Um Ostern herum machten sich dann die Neunhollen wieder auf die Reise. Sie befeuchteten zuerst den Zeigefinger mit Speichel und hielten ihn zum Schornstein hinaus, um zu fühlen, woher der Wind wehe. Wenn es dann der richtige war, setzten sie sich frei hin, atmeten tief ein, damit sie recht luftig würden, und im Nu hatte sie der Wind gefaßt und weggeführt.

So waren sie manchen Winter in dem Bauernhaus zu Gast gewesen; aber einmal, als sie wieder kamen, war die gute alte Bäuerin nicht mehr da, eine junge Frau führte den Haushalt und wollte von Neunhollen und dergleichen dummem Zeug nichts wissen. Da gaben ihr die Zwerge zunächst eine Lehre. Am Abend hatte die junge Bäuerin Brotteig angerührt für den andern Tag. Da buken die Männlein des Nachts vierzehn große, runde Brote und stellten sie zum Ausdunsten auf die Treppenstufen. Als nun die Frau am Morgen in der Dunkelheit die Treppe herunter wollte, stolperte sie und sauste über vierzehn Brotlaibe die finsteren Stufen hinab. Und die Brote bumsten unten gegen Tür und Tische, gegen Stühle und Schrank; alles fiel um, das Geschirr kollerte auf den Boden, und die junge Frau lag mitten in dem Wirrwarr und jammerte. Trotzdem hätten die Neunhollen wohl noch bis zum Frühjahr ausgehalten, wäre nicht der Dreikönigstag gewesen.

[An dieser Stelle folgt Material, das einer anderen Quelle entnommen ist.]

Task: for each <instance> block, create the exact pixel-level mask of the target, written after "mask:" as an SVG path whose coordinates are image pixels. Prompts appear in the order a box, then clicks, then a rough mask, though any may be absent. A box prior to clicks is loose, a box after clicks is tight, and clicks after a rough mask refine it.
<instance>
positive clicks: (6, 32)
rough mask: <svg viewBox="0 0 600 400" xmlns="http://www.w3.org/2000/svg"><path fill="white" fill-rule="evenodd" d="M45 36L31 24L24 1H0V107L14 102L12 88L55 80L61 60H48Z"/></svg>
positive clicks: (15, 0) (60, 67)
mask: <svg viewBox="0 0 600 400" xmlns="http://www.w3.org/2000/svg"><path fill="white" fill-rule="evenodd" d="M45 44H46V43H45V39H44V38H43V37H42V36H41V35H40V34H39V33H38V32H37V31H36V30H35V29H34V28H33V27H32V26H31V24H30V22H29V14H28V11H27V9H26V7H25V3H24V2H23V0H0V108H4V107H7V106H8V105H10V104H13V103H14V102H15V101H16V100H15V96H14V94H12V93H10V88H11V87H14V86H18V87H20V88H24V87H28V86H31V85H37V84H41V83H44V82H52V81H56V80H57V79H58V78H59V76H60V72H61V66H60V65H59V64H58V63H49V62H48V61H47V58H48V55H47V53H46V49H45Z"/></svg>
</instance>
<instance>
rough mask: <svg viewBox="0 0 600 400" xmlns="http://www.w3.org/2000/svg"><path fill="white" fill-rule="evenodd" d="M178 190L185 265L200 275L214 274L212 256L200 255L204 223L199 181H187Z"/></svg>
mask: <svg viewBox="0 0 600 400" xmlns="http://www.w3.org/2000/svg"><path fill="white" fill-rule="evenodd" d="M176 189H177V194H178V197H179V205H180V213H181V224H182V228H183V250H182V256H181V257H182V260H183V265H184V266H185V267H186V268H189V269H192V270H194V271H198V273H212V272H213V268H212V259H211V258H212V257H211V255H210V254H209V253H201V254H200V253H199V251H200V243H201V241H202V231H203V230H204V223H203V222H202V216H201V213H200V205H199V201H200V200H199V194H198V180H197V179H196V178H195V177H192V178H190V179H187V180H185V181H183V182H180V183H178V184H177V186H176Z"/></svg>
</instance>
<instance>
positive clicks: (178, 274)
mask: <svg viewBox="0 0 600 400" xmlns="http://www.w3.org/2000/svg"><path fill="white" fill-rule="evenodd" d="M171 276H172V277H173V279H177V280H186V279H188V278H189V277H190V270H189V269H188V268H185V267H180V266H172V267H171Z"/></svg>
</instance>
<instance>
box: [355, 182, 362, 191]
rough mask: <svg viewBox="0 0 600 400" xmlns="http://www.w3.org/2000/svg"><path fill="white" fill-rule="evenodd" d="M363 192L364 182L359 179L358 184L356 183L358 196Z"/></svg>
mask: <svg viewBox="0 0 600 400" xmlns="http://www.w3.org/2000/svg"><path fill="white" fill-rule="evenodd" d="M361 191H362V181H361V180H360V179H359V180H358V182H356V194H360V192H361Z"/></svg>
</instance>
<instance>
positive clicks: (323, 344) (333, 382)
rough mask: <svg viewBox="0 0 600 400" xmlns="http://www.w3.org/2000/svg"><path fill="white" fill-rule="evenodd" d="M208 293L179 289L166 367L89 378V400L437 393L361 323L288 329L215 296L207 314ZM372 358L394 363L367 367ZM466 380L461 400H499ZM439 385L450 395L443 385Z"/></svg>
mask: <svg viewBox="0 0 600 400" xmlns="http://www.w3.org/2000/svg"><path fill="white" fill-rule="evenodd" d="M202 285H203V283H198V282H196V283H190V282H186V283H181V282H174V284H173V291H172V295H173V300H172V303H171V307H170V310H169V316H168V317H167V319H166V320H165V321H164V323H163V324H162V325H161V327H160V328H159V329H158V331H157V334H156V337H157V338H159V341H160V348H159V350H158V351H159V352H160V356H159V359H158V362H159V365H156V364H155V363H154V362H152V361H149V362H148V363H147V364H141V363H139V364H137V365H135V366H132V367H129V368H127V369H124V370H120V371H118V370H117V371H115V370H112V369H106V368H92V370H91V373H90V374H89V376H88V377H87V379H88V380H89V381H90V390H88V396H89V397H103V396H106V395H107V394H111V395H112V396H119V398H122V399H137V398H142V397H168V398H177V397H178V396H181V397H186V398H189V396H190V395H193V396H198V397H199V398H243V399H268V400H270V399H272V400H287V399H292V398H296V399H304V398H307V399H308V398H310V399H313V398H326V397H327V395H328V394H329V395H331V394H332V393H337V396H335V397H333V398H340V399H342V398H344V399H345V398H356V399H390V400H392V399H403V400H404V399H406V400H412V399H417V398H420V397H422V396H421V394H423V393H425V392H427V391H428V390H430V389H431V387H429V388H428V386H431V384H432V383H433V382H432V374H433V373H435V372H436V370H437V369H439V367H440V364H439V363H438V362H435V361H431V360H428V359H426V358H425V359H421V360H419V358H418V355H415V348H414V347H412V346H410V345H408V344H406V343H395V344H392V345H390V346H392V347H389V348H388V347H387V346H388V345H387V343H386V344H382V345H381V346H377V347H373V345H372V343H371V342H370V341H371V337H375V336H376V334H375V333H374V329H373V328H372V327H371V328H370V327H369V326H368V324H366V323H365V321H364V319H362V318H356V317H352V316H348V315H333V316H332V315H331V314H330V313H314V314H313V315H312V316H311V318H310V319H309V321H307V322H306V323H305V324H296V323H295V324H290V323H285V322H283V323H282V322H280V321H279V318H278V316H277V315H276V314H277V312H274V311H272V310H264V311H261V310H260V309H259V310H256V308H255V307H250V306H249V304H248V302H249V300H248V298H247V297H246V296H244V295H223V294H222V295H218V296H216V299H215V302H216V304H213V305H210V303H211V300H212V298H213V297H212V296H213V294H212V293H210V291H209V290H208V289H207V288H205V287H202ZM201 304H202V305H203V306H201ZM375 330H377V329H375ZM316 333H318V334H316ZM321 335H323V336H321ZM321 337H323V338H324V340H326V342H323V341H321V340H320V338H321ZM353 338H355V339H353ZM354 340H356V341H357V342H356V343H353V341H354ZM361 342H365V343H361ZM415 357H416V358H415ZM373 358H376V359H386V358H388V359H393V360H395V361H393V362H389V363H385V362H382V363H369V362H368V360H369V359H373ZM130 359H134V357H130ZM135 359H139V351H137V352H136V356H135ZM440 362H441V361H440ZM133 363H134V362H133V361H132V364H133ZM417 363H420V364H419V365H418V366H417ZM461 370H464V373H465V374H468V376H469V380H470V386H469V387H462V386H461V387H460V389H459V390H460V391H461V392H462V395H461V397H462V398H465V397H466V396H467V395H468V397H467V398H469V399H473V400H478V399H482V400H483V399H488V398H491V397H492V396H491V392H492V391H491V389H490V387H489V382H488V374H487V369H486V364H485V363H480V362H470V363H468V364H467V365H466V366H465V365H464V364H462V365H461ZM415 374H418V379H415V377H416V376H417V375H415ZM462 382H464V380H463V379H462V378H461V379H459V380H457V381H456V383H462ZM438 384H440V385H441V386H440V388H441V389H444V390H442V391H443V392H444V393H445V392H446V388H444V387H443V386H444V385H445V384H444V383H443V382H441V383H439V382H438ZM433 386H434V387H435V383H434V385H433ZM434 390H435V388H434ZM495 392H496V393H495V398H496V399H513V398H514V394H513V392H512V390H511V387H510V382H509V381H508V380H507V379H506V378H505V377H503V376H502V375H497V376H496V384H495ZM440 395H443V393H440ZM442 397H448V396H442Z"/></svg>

Am Abend dieses Tages kam nämlich eine arme Witwe mit ihrem kleinen kranken Jungen an der Hand; um seine Pelzmütze trug er eine Dreikönigskrone aus Papier und auf seinem Stock einen Blechstern. Der Hunger guckte den beiden aus den Augen. Sie sprachen vor der Tür ein lautes »Vaterunser« und traten dann zaghaft in die große Küche. Als sie da im Schornstein die vielen Schinken, Speckseiten und Würste hängen sahen, sagte die Mutter voll Vertrauen den alten Reim:

Stellt die Leiter an die Wand,
Nehmt das Messer in die Hand,
Laßt das Messer klinken,
Schneid't mir 'n Stück vom Schinken!

Und der kleine Junge schwang seinen Stab, hustete und plapperte:

Ich bin an kleiner König,
Gebt mir nicht zu wenig!

Aber die Bäuerin machte ein böses Gesicht, riß die Tür weit auf und wies beide hinaus, ohne ein Wort zu reden. Da fingen aber die Neunhollen zu knurren, zu brummen und zu brausen an wie ein Sturmwind, so fürchterlich, daß es die Frau nicht mehr aushalten konnte, angsterfüllt in ihre Kammer lief und den Kopf unters Federbett steckte. Sogleich warfen die Neunhollen allen Speck und Schinken auf den Herd herunter und kletterten dann rasch durch den Schornstein hinaus; es war auch die höchste Zeit dazu, denn hinter ihnen schoß eine gewaltige Flamme empor. Das ganze Dorf lief zusammen, aber es war nichts mehr zu machen; alle Würste, Schinken und Speckseiten waren verbrannt. Die Neunhollen aber suchten von da an eine andere Winterwohnung auf.